Exos Medical Corp. introduced a high-tech alternative to plaster casts last year that can be re-conformed as injuries swell and subside.
The company hopes its new Arden Hills facility will allow it similar flexibility. And right now, sales are swelling.
CEO Fariborz Boor Boor described sales as "nothing short of phenomenal" for a new medical technology, which often have slow adoption curves. (A recent filing with the U.S. Securities and Exchange Commission listed revenue at less than $1 million.)
Meanwhile, Exos' products have been worn by
some high-profile athletes, from NFL quarterbacks to Olympic skier Lindsay Vonn, and also noted on national tech blogs by
Fast Company and
BoingBoing.
"Actually, part of our growth challenge right now is meeting the demand, so we're taking steps to make sure we have product to sell," Boor Boor said.
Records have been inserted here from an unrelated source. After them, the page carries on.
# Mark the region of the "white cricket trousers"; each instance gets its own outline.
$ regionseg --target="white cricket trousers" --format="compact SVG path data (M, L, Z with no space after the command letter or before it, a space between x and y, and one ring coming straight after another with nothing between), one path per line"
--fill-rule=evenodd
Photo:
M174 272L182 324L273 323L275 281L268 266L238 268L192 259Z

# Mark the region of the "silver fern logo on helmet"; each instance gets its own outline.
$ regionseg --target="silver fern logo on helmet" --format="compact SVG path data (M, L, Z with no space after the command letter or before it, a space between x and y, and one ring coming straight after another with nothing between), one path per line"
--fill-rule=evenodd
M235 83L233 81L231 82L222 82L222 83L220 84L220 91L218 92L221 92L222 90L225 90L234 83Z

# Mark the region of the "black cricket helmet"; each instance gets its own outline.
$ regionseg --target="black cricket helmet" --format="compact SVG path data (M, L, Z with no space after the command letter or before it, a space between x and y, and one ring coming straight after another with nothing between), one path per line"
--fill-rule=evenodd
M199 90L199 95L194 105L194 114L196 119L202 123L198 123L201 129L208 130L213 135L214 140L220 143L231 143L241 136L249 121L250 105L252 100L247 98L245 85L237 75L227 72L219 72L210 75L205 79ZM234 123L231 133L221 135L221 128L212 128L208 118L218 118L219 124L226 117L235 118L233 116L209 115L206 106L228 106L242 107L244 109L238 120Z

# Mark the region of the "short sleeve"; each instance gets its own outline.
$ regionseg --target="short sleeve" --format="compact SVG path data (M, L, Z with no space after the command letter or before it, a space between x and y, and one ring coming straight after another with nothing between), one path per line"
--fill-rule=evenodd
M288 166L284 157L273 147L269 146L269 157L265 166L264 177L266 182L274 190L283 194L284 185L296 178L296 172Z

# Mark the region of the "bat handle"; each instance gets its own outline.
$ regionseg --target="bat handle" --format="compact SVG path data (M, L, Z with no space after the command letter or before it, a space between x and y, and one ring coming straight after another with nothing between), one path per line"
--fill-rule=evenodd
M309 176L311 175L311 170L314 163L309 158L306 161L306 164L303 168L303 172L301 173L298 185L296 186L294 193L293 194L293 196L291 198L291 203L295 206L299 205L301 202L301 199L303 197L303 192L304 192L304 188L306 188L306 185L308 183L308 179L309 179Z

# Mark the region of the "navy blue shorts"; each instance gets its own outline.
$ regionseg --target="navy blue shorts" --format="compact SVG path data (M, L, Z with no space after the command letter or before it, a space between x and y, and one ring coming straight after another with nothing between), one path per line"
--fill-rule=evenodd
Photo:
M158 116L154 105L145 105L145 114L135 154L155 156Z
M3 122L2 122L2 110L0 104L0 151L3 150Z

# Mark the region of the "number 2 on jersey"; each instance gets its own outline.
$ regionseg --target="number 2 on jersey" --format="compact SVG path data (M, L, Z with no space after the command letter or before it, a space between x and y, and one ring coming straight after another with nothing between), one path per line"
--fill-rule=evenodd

Exos moved on April 1 from a 4,000-square-foot space in White Bear Lake to a 12,000-square-foot facility in Arden Hills, tripling its floor space. Meanwhile, it's grown from just five employees at the start of the year to more than 20 today. It expects to be at around 30 employees by the end of the year.
The company's technology is a lightweight foam and polymer product that can be molded and hardened into casts, braces, and splints. Unlike plaster casts, they're breathable, waterproof, and adjustable during the course of healing.
"Beyond that, the comfort level of our products is unprecedented," Boor Boor said. "That really was our focus, making sure we could make a product that was comfortable for the patient and easy for the practitioner to apply."
The cost is "a bit higher" than traditional casts, he said, but the price becomes competitive when you factor in that traditional casts often have to be replaced.
The company was created in Aug. 2007 as a spin-off from Boor Boor's previous endeavor, a med-tech incubator called Enova Medical Technologies.